Wednesday, June 4th, 2014

Victor Romandine, CSR for Robert Roth, CPA
Verona, WI

This month’s interview is a follow-up to last month’s where I interviewed Robert Roth, CPA. This month we are featuring Robert’s CSR, Victor Romandine. Until just last month Bob and Victor had been holding steady in first place of the NCI annual CSR sales race. They fell into second place last month but that certainly hasn’t slowed down their momentum. Victor has only been on the job about nine months.  He was the second CSR hired after the first didn’t work out, but in those nine months he has generated over $160,000 in new business for Bob. An impressive feat to be sure. Victor offers some great advice on working with appointment setters and being persistent throughout the sales process, among other things. Read on to learn from one of NCI’s current top performing salespeople in the field.

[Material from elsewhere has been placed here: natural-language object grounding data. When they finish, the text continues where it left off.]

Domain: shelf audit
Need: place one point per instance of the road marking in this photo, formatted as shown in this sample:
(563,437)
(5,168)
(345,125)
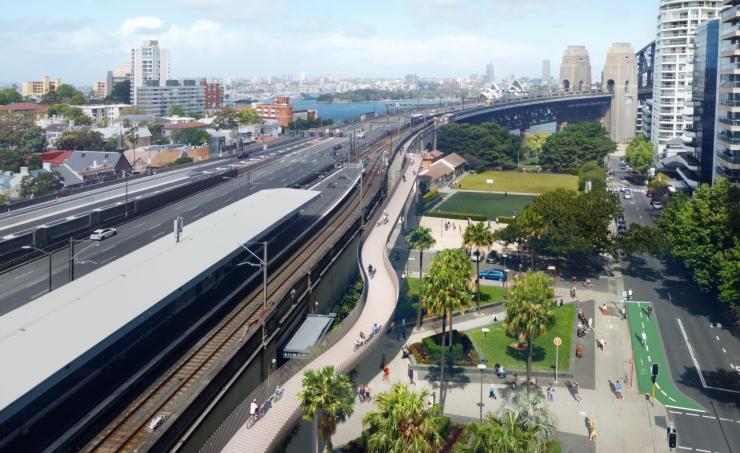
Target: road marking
(23,275)
(110,258)
(691,352)
(35,282)
(38,294)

Tell me about your sales and work background that lead you into becoming a CSR.

Victor Romandine, CSR

Victor Romandine, CSR

I have an extensive background in sales, primarily in the commercial contract flooring arena as well as a sales management background being a national sales manager for a commercial floor-matting manufacturer. Prior to venturing into my sales career I was initially a staff accountant and then an accounting manager for a bank and a commercial real estate firm in Chicago.

It’s actually pretty rare to have a CSR with an accounting background but that obviously gives you a leg up on product knowledge. Tell me about the training you received from NCI when you were hired to be the CSR for Bob Roth’s practice.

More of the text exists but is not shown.